There is an oft repeated belief that it is better to defer your taxes and pay at a later date.  This may not always be true – for some, this strategy is just like kicking the can down the road.  Saving for retirement exclusively through your qualified retirement accounts can lead you down a path to limited flexibility related to taxes during retirement.  When you are working, you may have dependents to care for and mortgages to pay – which can help with tax deductions now.  However, in retirement it can be difficult to find deductions.  Furthermore, tax rates in the future are unknown, and our current tax rates are historically low.  The below chart reviews tax rates for the highest tax bracket in the US over time.

U.S. Department of the Treasury. Internal Revenue Service, U.S Individual Income Tax: Tax Rates for Regular Tax: Highest Bracket [IITTRHB], retrieved from FRED, Federal Reserve Bank of St.

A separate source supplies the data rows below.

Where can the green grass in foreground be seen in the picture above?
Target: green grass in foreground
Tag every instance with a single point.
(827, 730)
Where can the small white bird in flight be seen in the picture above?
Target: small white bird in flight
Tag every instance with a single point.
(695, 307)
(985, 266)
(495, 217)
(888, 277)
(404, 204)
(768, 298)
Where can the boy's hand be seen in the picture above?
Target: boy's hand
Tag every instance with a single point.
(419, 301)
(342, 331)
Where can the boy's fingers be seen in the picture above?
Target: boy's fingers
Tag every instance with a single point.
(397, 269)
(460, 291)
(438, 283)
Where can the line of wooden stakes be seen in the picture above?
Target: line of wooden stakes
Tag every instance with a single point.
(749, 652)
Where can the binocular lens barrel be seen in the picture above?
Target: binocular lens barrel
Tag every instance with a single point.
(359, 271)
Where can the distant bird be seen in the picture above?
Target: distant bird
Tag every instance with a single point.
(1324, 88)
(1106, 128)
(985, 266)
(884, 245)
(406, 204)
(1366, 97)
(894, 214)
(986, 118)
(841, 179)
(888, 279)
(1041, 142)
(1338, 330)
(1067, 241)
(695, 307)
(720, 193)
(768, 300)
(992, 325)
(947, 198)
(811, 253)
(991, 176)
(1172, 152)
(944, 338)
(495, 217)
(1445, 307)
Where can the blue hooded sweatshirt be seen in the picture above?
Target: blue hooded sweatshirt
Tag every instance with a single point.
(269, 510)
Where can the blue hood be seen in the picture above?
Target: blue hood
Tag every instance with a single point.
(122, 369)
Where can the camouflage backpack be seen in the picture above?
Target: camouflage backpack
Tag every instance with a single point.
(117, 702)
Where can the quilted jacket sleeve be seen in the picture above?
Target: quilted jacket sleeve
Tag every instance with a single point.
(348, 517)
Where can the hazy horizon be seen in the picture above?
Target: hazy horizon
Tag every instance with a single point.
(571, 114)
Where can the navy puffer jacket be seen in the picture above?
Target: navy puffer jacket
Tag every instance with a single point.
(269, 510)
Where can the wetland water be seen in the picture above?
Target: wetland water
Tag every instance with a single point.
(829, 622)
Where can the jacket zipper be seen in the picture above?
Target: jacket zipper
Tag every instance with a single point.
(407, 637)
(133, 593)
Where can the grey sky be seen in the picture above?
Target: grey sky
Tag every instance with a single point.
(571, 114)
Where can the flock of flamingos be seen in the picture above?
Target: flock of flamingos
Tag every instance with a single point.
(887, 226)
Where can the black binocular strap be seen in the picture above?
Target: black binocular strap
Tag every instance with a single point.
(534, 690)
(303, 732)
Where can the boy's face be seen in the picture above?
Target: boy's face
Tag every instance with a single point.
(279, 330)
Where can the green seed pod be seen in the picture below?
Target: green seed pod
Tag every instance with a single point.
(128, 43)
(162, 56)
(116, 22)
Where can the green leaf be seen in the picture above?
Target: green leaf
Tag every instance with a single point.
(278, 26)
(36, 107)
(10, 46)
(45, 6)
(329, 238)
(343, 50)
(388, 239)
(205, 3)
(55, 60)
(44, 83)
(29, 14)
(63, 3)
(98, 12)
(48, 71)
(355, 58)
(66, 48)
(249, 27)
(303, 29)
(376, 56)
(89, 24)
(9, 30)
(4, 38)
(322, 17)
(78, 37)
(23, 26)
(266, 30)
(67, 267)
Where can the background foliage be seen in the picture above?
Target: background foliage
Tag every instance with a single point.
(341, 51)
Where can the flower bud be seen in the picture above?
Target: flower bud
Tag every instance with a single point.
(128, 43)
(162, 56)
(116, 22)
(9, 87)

Louis; https://fred.stlouisfed.org/series/IITTRHB, July 15, 2021.

Interesting note – the income level that corresponds to the highest tax bracket is a moving target.  For example, in 2018 the highest bracket applied to those making more than $600,000 per year, whereas in 2001 the highest bracket applied to those making more than $297,350 per year.  My point is – it is worth a thoughtful conversation about your current tax rate, and what tax rate you are comfortable with, to decide how much of your income you want to defer.  You can take control of your tax rate during your working years by deciding how much you want to defer and how much you are comfortable paying tax on now.   It may be beneficial for you to have more diversification in your tax rates in retirement.

A note about deferrals – they aren’t forever.  We are required to take out a percentage of our deferred retirement accounts starting at age 72 due to a Required Minimum Distribution (RMD).[1]  This is a percentage of your retirement account that you must take out every year, it begins at about 4% of the account value.  If you have only saved into qualified retirement accounts, then your central source of income in retirement is going to be fully taxable.  So, if you aren’t careful you can end up with a large tax deferred account that puts you in a higher tax bracket in retirement than when you were working.

Is my 401(k)/403(b) contribution enough?

The maximum deferral into your retirement accounts may or may not be enough to retire.  The answer to this question depends on various factors including how much you want to spend annually in retirement, when you plan on retiring, and what your other sources of income might be available to you in retirement.  Experts often say that you should be saving 20% of your income for retirement.  If we believe that to be true, then those who are making $97,500 and who defer the maximum of $19,500 into their retirement account are on track.  For those making more than $97,500, they will need to explore other avenues to save for retirement, while those who are making less than $97,500 may not need to aim for maxing out their contributions.  We can review your savings rate together during the financial planning process to discern what the correct savings rate is for you.

Thinking creatively about your savings

There are many ways to save for retirement – let’s break it down into steps.

Step one – figure out how much you need to save.

Step two – identify which vehicles will allow you to meet that savings goal in the most effective way.

You can use your 401(k)/403(b) strategically to defer some income and get your employer match (if they offer one).  You might explore using a Roth 401(k)/403(b) option to diversify your tax situation.  You could contribute to an after- tax brokerage account.  These accounts can have annual tax burdens on capital gains, but you don’t have to make withdrawals on anyone’s timeframe other than your own.  Your retirement savings plan is not limited by your 401(k)/403(b) – let’s work together to find the best combination of options that works for your situation – and reevaluate as tax law and your income changes.

[1] Note – the SECURE Act, passed in 2019 increased this age.  Prior to that, it was 70.5.

 

This content is developed from sources believed to be providing accurate information, and provided by ReFrame Wealth, LLC. It may not be used for the purpose of avoiding any federal tax penalties. Please consult legal or tax professionals for specific information regarding your individual situation. The opinions expressed and material provided are for general information and should not be considered a solicitation for the purchase or sale of any security.